Panoramic Mosaic Stitching

by Steven Kappes


Description:


I implemented panoramic mosaic stitching algorithm with the common steps: remove radial distortion, warp the images to a cylinder, stitch the images together, and use an affine transform to crop the final image.


Removing radial distortion and warping the images to a cylinder was done with inverse warping. The inverse warp checked where each pixel's neighbors mapped to to determine the convolution kernel size.

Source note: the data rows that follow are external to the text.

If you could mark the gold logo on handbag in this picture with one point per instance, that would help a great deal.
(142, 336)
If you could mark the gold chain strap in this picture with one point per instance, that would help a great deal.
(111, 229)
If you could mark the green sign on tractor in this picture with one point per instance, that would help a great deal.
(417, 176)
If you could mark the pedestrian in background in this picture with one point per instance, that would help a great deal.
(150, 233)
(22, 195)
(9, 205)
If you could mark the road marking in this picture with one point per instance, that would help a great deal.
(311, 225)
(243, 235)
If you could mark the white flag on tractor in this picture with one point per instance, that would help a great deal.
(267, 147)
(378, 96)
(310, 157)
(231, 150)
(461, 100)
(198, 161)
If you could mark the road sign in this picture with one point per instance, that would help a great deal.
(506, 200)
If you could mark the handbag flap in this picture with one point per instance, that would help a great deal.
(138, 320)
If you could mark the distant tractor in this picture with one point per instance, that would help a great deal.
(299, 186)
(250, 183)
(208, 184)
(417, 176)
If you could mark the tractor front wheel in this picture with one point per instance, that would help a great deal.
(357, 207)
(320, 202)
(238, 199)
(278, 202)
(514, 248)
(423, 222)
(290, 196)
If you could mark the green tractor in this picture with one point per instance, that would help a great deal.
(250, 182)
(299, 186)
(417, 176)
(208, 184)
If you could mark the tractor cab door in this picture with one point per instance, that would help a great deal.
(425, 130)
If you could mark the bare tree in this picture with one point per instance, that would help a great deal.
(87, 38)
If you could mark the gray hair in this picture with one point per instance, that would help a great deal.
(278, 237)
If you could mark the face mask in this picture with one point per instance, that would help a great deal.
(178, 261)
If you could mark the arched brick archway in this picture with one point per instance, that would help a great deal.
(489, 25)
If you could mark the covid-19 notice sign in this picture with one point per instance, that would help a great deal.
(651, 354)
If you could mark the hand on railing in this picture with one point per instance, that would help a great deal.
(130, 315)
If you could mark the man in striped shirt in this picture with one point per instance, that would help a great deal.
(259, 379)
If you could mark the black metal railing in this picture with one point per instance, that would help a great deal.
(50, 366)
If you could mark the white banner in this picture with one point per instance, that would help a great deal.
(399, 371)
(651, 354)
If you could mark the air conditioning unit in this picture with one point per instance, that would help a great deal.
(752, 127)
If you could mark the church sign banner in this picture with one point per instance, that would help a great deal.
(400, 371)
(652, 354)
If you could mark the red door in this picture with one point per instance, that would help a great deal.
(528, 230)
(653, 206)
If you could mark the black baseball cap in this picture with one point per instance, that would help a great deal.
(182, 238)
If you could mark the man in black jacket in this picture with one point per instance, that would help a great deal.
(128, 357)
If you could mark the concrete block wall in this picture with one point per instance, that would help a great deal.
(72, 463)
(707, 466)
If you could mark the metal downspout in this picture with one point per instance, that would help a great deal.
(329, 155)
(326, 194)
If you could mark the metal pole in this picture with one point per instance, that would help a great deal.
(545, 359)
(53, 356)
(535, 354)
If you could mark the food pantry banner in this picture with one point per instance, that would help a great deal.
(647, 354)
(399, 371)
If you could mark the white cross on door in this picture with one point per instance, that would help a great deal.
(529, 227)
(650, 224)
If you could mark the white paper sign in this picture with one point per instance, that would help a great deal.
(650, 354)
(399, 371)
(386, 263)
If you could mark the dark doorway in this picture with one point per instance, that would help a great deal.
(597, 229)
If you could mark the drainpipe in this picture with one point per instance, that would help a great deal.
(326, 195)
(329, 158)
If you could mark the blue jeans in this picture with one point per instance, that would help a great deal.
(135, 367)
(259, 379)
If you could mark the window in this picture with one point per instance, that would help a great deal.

To stitch the images together, I first made a large blank image and copied the first image to it. Then for each image, I computed the homography between the previous image and the next image with Sift to detect common features. The homography generated is usually very close to the identity matrix plus a translation. To remove potential errors from accumulating, the non-translation elements of the homography is reset to the identity matrix. The image is then composited to the large intermediate image created earlier. After each image is copied to the composite image, the homography is multiplied by all the previous homographies to convert the next image. This is slightly different than recursively merging the first two images until only one is left, but I didn't want to run Sift on large images. As a result, my program assumes that the images will be stitched together in a clockwise direction. It is up to the user to ensure this is how the images are listed in the image list text file.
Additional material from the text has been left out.